Marketing Company Dupes Dozens Of NYC Men Into Showing Up For “Tinder Date” With Model [VIDEO]

The Guardian reports:

Natasha Aponte is a New York-based model who isn’t afraid of some drama on a first date. Over the past month, she’s been using Tinder to arrange for hundreds of guys to meet her at the same place, at the same time, unbeknown to each other.

At 6pm on Sunday, hundreds of men arrived at Union Square in Manhattan for what Aponte told them would be a one-on-one date where they would watch her friend DJ.

Once they had formed an audience, each thinking the rest of the men were just there for a show, Aponte took to the stage, explained what was going on and started whittling down the guys with questions and challenges, saying that the winner would actually go on a date with her.

Gothamist reports:

This being 2018, you can’t just fool a bunch of people and then sit back and savor the sweet smell of success—you need a camera crew and some kind of angle to ensure that every glimmer of spontaneity is spliced and edited down to a deliciously consumable, two minute piece of Content.

So it makes perfect sense that a viral video producer is claiming to have helped produce Sunday’s mass Tinder date, in which dozens of men gathered in Union Square to have a date with a woman named Natasha, only to discover that they had all been fooled. Rob Bliss heads up his own “full service marketing and advertising agency that specializes in making viral video campaigns.”

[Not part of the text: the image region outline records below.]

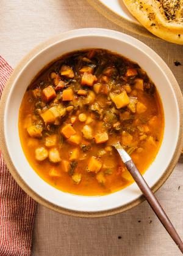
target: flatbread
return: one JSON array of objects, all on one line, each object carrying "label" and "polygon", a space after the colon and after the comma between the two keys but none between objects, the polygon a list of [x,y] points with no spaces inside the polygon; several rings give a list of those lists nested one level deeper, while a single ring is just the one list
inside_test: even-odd
[{"label": "flatbread", "polygon": [[183,44],[183,0],[123,0],[130,12],[151,33]]}]

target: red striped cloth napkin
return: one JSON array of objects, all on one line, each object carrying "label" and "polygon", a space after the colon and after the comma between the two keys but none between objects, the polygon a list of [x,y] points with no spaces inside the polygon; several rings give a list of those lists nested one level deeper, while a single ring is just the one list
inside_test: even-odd
[{"label": "red striped cloth napkin", "polygon": [[[0,97],[12,71],[0,56]],[[30,255],[35,206],[12,178],[0,151],[0,256]]]}]

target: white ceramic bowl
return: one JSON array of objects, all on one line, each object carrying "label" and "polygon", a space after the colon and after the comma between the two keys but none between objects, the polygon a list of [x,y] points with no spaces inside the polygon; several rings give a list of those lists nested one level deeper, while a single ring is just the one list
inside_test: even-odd
[{"label": "white ceramic bowl", "polygon": [[1,148],[11,173],[26,192],[44,205],[70,215],[95,217],[121,212],[141,202],[142,193],[136,184],[100,197],[75,195],[60,191],[45,183],[32,169],[23,153],[18,129],[21,100],[35,75],[63,54],[89,48],[108,49],[137,62],[157,88],[164,110],[164,135],[156,159],[144,175],[154,190],[165,182],[181,153],[182,98],[171,72],[154,51],[132,37],[110,30],[83,29],[56,36],[30,51],[15,69],[1,105],[1,109],[3,108]]}]

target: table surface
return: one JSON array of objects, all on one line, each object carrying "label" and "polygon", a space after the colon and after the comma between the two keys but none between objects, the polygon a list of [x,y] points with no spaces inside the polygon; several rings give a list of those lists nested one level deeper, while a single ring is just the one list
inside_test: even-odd
[{"label": "table surface", "polygon": [[[87,27],[117,30],[143,42],[165,61],[183,91],[182,46],[129,33],[84,0],[1,0],[0,55],[14,67],[43,40]],[[182,65],[176,67],[175,61]],[[156,195],[183,238],[182,167],[181,157]],[[33,236],[33,256],[181,255],[146,201],[127,212],[95,219],[63,216],[38,205]]]}]

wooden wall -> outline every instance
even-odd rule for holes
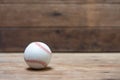
[[[119,52],[120,0],[0,0],[0,51]]]

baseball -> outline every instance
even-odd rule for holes
[[[24,51],[24,60],[33,69],[47,67],[51,60],[52,52],[43,42],[32,42]]]

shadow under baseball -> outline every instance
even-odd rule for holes
[[[28,68],[26,68],[26,70],[28,70],[28,71],[50,71],[50,70],[52,70],[53,68],[52,67],[46,67],[46,68],[43,68],[43,69],[33,69],[33,68],[30,68],[30,67],[28,67]]]

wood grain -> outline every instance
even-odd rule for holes
[[[0,0],[1,4],[86,4],[109,3],[119,4],[119,0]]]
[[[0,80],[120,80],[120,54],[115,53],[53,54],[43,70],[31,70],[23,53],[1,53],[0,66]]]
[[[11,29],[11,30],[10,30]],[[4,28],[0,51],[24,51],[32,41],[42,41],[55,52],[118,52],[120,29]]]
[[[1,4],[0,27],[119,27],[119,4]]]

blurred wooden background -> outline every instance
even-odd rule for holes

Bliss, who helped produce the 2014 video about a woman being catcalled while she walked through New York City for ten hours, and made a viral anti-bullying video in 2015, says he’s behind this stunt as well. Natasha Aponte, whose Tinder profile and subsequent messages made it all possible, referred our request for comment to Bliss.

New York Magazine reports:

The scam came to light after a man, who asked only to be identified as Misha, tweeted a now-viral thread about falling for the date scam. Misha said he matched with Aponte on Tinder “a few weeks ago,” and after chatting a little on the app, they moved over to text messaging. (Okay, sounds normal.) After texting some more, Aponte told him she was busy with a work “presentation,” but would text him again in a few weeks when she had more free time.

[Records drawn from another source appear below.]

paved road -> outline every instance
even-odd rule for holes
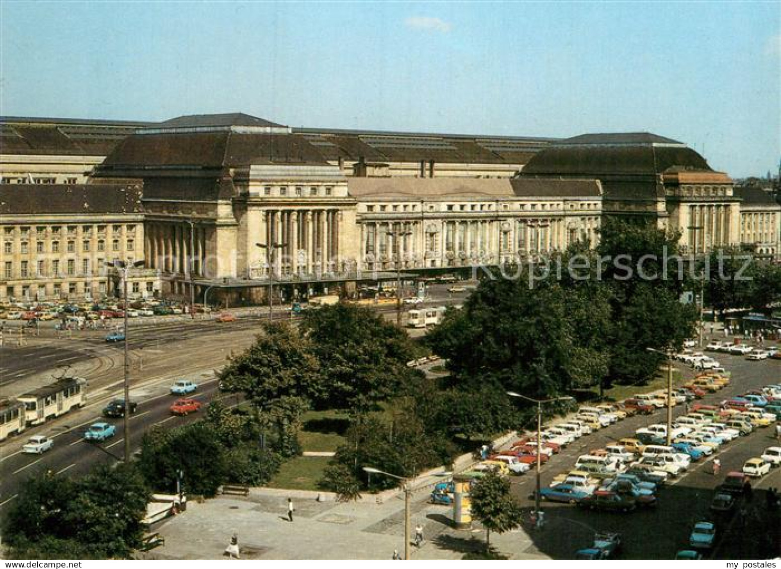
[[[743,357],[721,354],[718,359],[733,372],[733,380],[721,391],[706,396],[702,400],[704,403],[716,403],[752,387],[781,380],[781,362],[778,361],[747,361]],[[688,370],[683,364],[679,367]],[[691,375],[690,372],[689,375]],[[683,413],[683,406],[674,408],[674,417]],[[613,440],[630,436],[641,426],[663,423],[665,420],[666,409],[659,410],[653,415],[629,418],[581,438],[544,467],[543,486],[550,484],[555,475],[571,469],[577,457],[588,453],[590,449],[601,448]],[[718,455],[711,457],[719,457],[723,475],[732,470],[740,470],[746,459],[759,456],[766,447],[774,444],[772,427],[760,429],[747,437],[740,437],[722,446]],[[760,546],[757,540],[741,540],[740,535],[735,535],[742,529],[737,522],[729,517],[714,518],[708,510],[713,489],[722,478],[723,476],[714,477],[711,474],[709,460],[692,463],[688,473],[660,491],[656,509],[627,514],[587,511],[565,504],[546,503],[544,510],[547,512],[548,524],[544,530],[532,532],[533,546],[555,559],[571,559],[577,549],[590,544],[594,532],[609,531],[618,532],[624,538],[620,558],[672,559],[678,550],[687,548],[689,532],[694,524],[712,519],[717,523],[720,534],[724,535],[727,529],[731,531],[728,532],[724,546],[717,547],[709,555],[715,559],[758,557],[757,548]],[[514,495],[527,511],[531,511],[533,500],[529,496],[534,489],[533,475],[514,478],[513,482]],[[771,485],[781,487],[781,469],[775,469],[770,475],[755,484],[758,489]],[[764,495],[758,496],[756,501],[764,506]],[[758,510],[759,514],[766,514],[765,510]],[[756,523],[762,525],[766,521],[767,518],[758,517]],[[756,535],[764,533],[767,532]],[[775,539],[777,540],[778,536]],[[735,549],[739,546],[743,548],[744,554],[736,556]]]
[[[137,389],[131,392],[132,400],[139,401],[138,409],[130,419],[131,446],[136,450],[141,446],[144,432],[154,425],[173,427],[196,421],[203,412],[194,413],[187,417],[172,415],[169,407],[176,400],[170,395],[167,386],[154,386]],[[201,382],[198,391],[192,396],[204,404],[224,397],[226,404],[235,403],[235,396],[221,396],[216,390],[215,379]],[[201,409],[205,411],[205,407]],[[75,417],[75,415],[74,415]],[[20,451],[9,453],[0,459],[0,509],[14,499],[25,479],[41,472],[51,470],[55,473],[68,472],[69,475],[86,474],[95,464],[119,460],[123,453],[123,419],[106,419],[100,416],[100,409],[82,415],[80,420],[69,421],[63,418],[55,429],[48,428],[48,432],[55,441],[54,448],[41,455],[24,454]],[[116,435],[103,443],[89,443],[84,439],[84,430],[96,421],[105,421],[116,426]]]

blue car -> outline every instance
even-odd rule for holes
[[[702,458],[702,452],[697,450],[694,446],[687,443],[673,443],[672,448],[676,450],[679,450],[680,452],[688,454],[689,457],[692,461],[699,461]]]
[[[716,526],[710,521],[698,521],[689,536],[689,545],[697,549],[710,549],[716,540]]]
[[[616,480],[629,480],[632,484],[637,486],[638,488],[642,488],[646,490],[651,490],[651,492],[656,492],[658,485],[656,482],[652,482],[650,480],[641,480],[639,476],[632,474],[626,474],[626,472],[619,474],[615,477]]]
[[[540,497],[551,502],[577,503],[587,496],[587,493],[571,484],[557,484],[552,488],[544,488],[540,491]]]
[[[198,383],[193,383],[187,379],[180,379],[171,386],[171,393],[174,395],[186,395],[193,393],[197,389]]]
[[[105,440],[114,436],[116,433],[116,428],[109,423],[93,423],[90,428],[84,431],[84,439],[87,440]]]

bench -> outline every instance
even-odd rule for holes
[[[222,493],[232,494],[234,496],[249,496],[249,486],[226,484],[223,485]]]
[[[166,538],[159,533],[152,533],[141,538],[141,551],[149,551],[166,544]]]

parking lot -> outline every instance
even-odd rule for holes
[[[732,381],[723,389],[704,396],[700,403],[718,404],[747,389],[781,380],[781,362],[777,360],[750,361],[745,356],[722,354],[718,357],[732,372]],[[677,367],[687,378],[694,375],[685,365],[678,364]],[[674,408],[675,418],[684,413],[683,404]],[[556,475],[571,470],[579,456],[632,436],[639,428],[664,423],[665,414],[666,409],[662,409],[651,415],[635,415],[577,439],[543,467],[542,487],[547,486]],[[712,521],[717,526],[715,546],[704,551],[704,557],[775,557],[772,552],[777,554],[779,549],[778,513],[776,510],[772,514],[766,507],[765,491],[771,486],[781,487],[781,468],[772,469],[769,475],[753,480],[753,500],[740,499],[731,514],[715,515],[709,510],[714,489],[722,482],[726,473],[740,471],[747,459],[760,456],[769,446],[777,446],[774,428],[775,425],[758,429],[747,436],[720,446],[710,457],[692,462],[685,474],[658,491],[658,505],[652,509],[622,514],[545,503],[545,526],[530,531],[534,546],[553,558],[571,559],[577,549],[590,545],[596,532],[615,532],[622,535],[623,542],[618,558],[672,559],[677,551],[690,549],[689,535],[696,522]],[[718,476],[712,474],[711,460],[715,457],[721,461],[721,474]],[[512,482],[513,493],[530,512],[534,505],[531,499],[535,484],[533,471],[513,478]],[[746,539],[746,535],[753,537]]]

Misha assumed she was ghosting on him, but to his surprise, Aponte texted him again a week later, inviting him to meet in Union Square where she said her friend was DJing. He agreed — as did, unbeknownst to Misha, many other men. A number of men Select All spoke with confirmed a similar pattern of events, from meeting her on Tinder to the texting hiatus to the out-of-the-blue date invitation to Union Square.

While most of the hundreds of men left almost immediately out of embarrassment, dozens of others were dismissed from the stage by Aponte for being too short, having beer bellies, being smokers, and for other cardinal sins. The finalists then competed in various contests. USA! USA!